Repeat the same logic on train / validation set split

In [0]:
train, val = train_test_split(traincv, col_to_split_on= 'movieId', timestamp_col='timestamp')
print((train.count(), len(train.columns)))
print((val.count(), len(val.columns)))
cols_greater = compatibility_test(train, val, cols_to_test=['userId', 'movieId'])

In [0]:
for i in cols_greater:
    train_unique = train.select([i]).distinct().rdd.map(lambda x: x[0]).collect()
    val_unique = val.select([i]).distinct().rdd.map(lambda x: x[0]).collect()
    unique_to_val = list(set(val_unique) - set(train_unique))
    val = val[~val[i].isin(unique_to_val)]
print((train.count(), len(train.columns)))
print((val.count(), len(val.columns)))
cols_greater = compatibility_test(train, val, cols_to_test=['userId', 'movieId'])
train.persist()
val.persist()

In [0]:
# train.write.csv('gs://moviercommendation/train.csv')
# val.write.csv('gs://moviercommendation/val.csv')
# test.write.csv('gs://moviercommendation/test.csv')

### Evaluation Metrics

We explored mainly two type of evaluation metrics on our recommender system -- regression metrics and ranking metrics.
The problem setting can be described as the following: 

Assume U is a set of M users, $U=\{u_0,u_1,...,u_{M−1}\}$. 

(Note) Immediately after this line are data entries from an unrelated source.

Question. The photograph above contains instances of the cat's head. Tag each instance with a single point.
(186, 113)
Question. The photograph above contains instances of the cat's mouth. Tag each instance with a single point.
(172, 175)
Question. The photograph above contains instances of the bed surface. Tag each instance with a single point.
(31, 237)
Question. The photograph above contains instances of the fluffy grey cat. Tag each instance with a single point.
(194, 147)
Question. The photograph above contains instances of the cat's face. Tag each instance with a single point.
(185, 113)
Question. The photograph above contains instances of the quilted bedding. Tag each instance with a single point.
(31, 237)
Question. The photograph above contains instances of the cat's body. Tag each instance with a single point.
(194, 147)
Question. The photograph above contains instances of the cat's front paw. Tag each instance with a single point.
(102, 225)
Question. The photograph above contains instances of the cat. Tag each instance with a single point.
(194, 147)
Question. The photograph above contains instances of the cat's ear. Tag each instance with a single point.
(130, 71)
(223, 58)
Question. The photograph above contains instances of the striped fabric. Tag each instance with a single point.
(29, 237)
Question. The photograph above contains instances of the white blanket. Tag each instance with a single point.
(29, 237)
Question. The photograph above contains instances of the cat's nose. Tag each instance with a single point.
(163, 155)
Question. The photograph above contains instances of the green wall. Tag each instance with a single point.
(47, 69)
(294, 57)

Each user $u_i$ having a set of N ground truth relevant movies $D_i=\{d_0,d_1,...,d_{N−1}\}$ and a list of Q recommended movies, in order of decreasing relevance $Ri=\{r_0,r_1,...,r_{Q−1}\}$

Our goal is to evaluate how relevant our recommended movies are for each user. The relevance of the sets and the effectiveness of the algorithms can be measured using the metrics listed below.

Before diving into definition of metrics, we define a indicator function which, provided a recommended document and a set of ground truth relevant documents, returns a 0/1 score to indicate relevance.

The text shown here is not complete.